Pulse signals are straightforward containers for values—no magic, no proxies, no weird tricks. They hold anything you throw at them: scalars, objects, DOM elements, functions, classes, instances... Whatever.
No need to worry about tracking dependencies in your computed values or effects—Pulse handles that automatically.
Minify+gzips to < 2kB for core+utils.
At its core it's a simple API:
declare function signal<T>(intialValue: T): Signal<T>
declare function computed<T>(worker: () => T): Computed<T>
declare function effect(worker: () => void): Effect
declare function batch(worker: () => void): void
declare class Signal<T> {
readonly id: string
peek(): T
get: () => T
set(newValue: T, forceNotify?: boolean): boolean
subscribe(listener: (newValue: T) => void): Effect
dispose: () => void
}
declare class Computed<T> {
readonly id: string
peek(): T
get: () => T
subscribe(listener: (newValue: T) => void): Effect
dispose: () => void
}
declare class Effect {
readonly id: string
dispose: () => void
}
Usage
import { signal, computed, effect } from "@elucidata/pulse"
const counter = signal(0)
const doubled = computed(() => counter.get() * 2)
effect(() => {
console.log("Counter:", counter.get(), "doubled:", doubled.get())
})
counter.set(1)
Installation
No dependencies or prerequisites other than a JS runtime. Bun is used for development. To install pulse:
bun install github:elucidata/pulse
Utilities
persistedSignal
declare function persistedSignal<T>(
key: string,
initialValue: T,
options?: Partial<PersistedSignalOptions<T>>
): Signal<T>
interface PersistedSignalOptions<T> {
storage: IStorage // defaults to globalThis.localStorage
toStorage: (value: T) => string // defaults to JSON.stringify
fromStorage: (value: string) => T // defaults to JSON.parse
}
interface IStorage {
getItem(key: string): string | null
setItem(key: string, value: string): void
}
Creates a signal that persists its value in storage (using localStorage by default). The value is serialized to a string before being stored and deserialized when retrieved. If storage is unavailable, a regular signal will be returned instead.
update
declare function update<T>(
state: Signal<T>,
updater: Merger<T> | Updater<T>,
reportChanges?: boolean
): boolean | (keyof T)[]
type Merger<T> = Partial<T> | ((v: T) => Partial<T>)

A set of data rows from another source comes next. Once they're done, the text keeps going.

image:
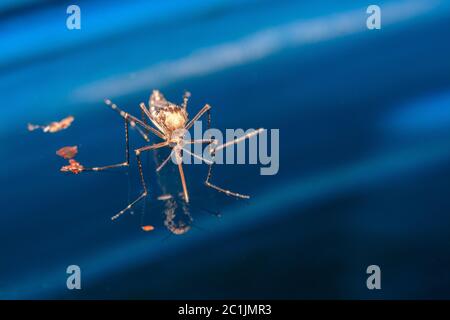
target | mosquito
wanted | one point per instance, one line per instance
(170, 122)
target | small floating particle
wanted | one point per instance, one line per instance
(148, 228)
(165, 197)
(54, 126)
(68, 152)
(74, 167)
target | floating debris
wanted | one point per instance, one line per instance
(165, 197)
(68, 152)
(148, 228)
(74, 167)
(54, 126)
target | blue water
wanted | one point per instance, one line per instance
(364, 149)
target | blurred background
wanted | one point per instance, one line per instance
(364, 119)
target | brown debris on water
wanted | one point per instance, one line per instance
(54, 126)
(68, 152)
(148, 228)
(73, 166)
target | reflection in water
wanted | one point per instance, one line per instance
(178, 219)
(177, 222)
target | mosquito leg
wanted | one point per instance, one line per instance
(186, 96)
(213, 152)
(183, 182)
(127, 154)
(133, 119)
(145, 192)
(206, 108)
(200, 141)
(164, 162)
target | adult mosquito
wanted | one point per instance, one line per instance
(170, 122)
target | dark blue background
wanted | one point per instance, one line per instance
(364, 119)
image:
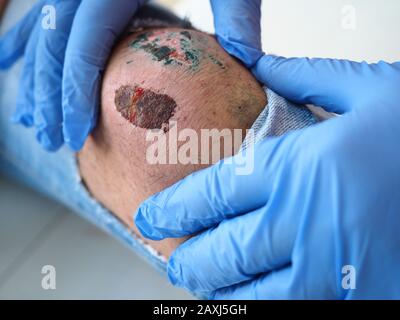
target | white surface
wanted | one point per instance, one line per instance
(315, 28)
(89, 264)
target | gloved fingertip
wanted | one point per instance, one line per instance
(24, 119)
(174, 272)
(212, 295)
(144, 225)
(49, 142)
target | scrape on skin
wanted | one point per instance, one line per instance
(144, 108)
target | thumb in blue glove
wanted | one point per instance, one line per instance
(60, 82)
(319, 200)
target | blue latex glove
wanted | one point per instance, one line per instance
(60, 82)
(237, 27)
(318, 200)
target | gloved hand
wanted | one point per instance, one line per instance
(237, 28)
(60, 82)
(319, 216)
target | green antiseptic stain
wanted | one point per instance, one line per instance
(169, 55)
(192, 54)
(216, 61)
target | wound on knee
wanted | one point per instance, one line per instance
(144, 108)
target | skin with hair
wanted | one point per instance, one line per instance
(153, 77)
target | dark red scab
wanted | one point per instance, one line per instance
(144, 108)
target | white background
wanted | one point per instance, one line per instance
(314, 27)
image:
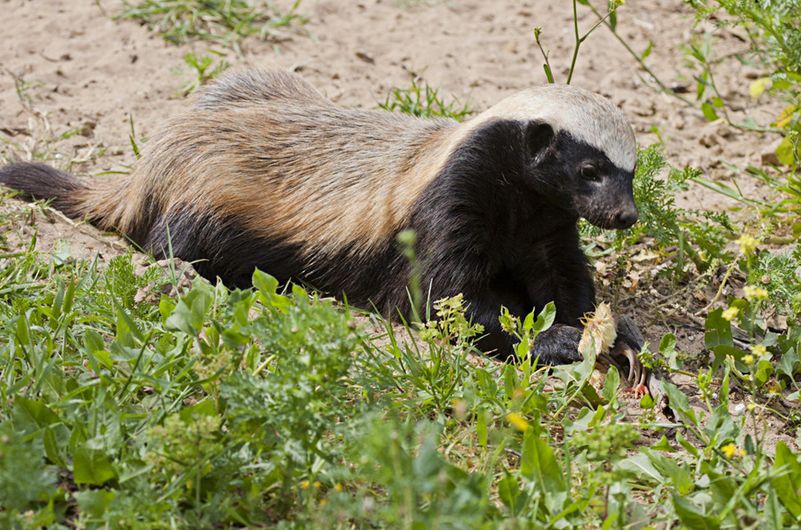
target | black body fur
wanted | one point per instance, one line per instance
(498, 224)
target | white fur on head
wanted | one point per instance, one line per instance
(588, 117)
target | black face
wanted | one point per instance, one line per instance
(580, 178)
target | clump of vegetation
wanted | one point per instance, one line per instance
(223, 21)
(205, 68)
(422, 100)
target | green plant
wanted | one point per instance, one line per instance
(223, 21)
(424, 101)
(204, 69)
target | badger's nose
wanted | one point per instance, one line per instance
(626, 218)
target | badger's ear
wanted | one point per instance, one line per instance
(538, 138)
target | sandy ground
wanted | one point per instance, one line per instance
(72, 78)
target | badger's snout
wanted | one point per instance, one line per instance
(626, 218)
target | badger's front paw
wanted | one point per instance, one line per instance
(557, 345)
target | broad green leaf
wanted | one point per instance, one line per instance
(612, 383)
(36, 411)
(679, 402)
(95, 502)
(680, 477)
(92, 467)
(709, 111)
(509, 492)
(640, 466)
(692, 516)
(787, 478)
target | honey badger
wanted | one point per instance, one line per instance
(263, 171)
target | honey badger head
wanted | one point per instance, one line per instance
(579, 152)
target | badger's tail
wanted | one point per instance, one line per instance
(41, 182)
(66, 192)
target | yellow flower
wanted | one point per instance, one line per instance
(786, 116)
(517, 421)
(599, 331)
(759, 86)
(732, 451)
(755, 293)
(748, 244)
(731, 313)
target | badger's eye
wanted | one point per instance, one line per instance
(589, 172)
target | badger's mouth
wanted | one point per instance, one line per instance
(612, 219)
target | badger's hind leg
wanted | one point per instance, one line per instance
(221, 246)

type Updater<T> = Required<T> | ((v: T) => T)
Updates a signal with a new value or partial value. If a function is provided as the updater, it receives the current value and should return the updated value. If an object is provided, it will be merged with the current value. When reportChanges is set to true, the function returns an array of keys that were changed
How is this different than (fill in the blank)
KISS. Keep It Simple, Signals. Think of it like nanostores but with automatic dependency tracking. If you need fancier signals implementations check out:
- Preact Signals
- MobX
- SolidJS
Contributing
We will happily review contributions from the community. To be eligible for merging into pulse, please follow these guidelines and project goals:
- Keep it simple
- Keep it small
- Keep it fast
- Err on the side of less code
License
Pulse is licensed under the MIT License.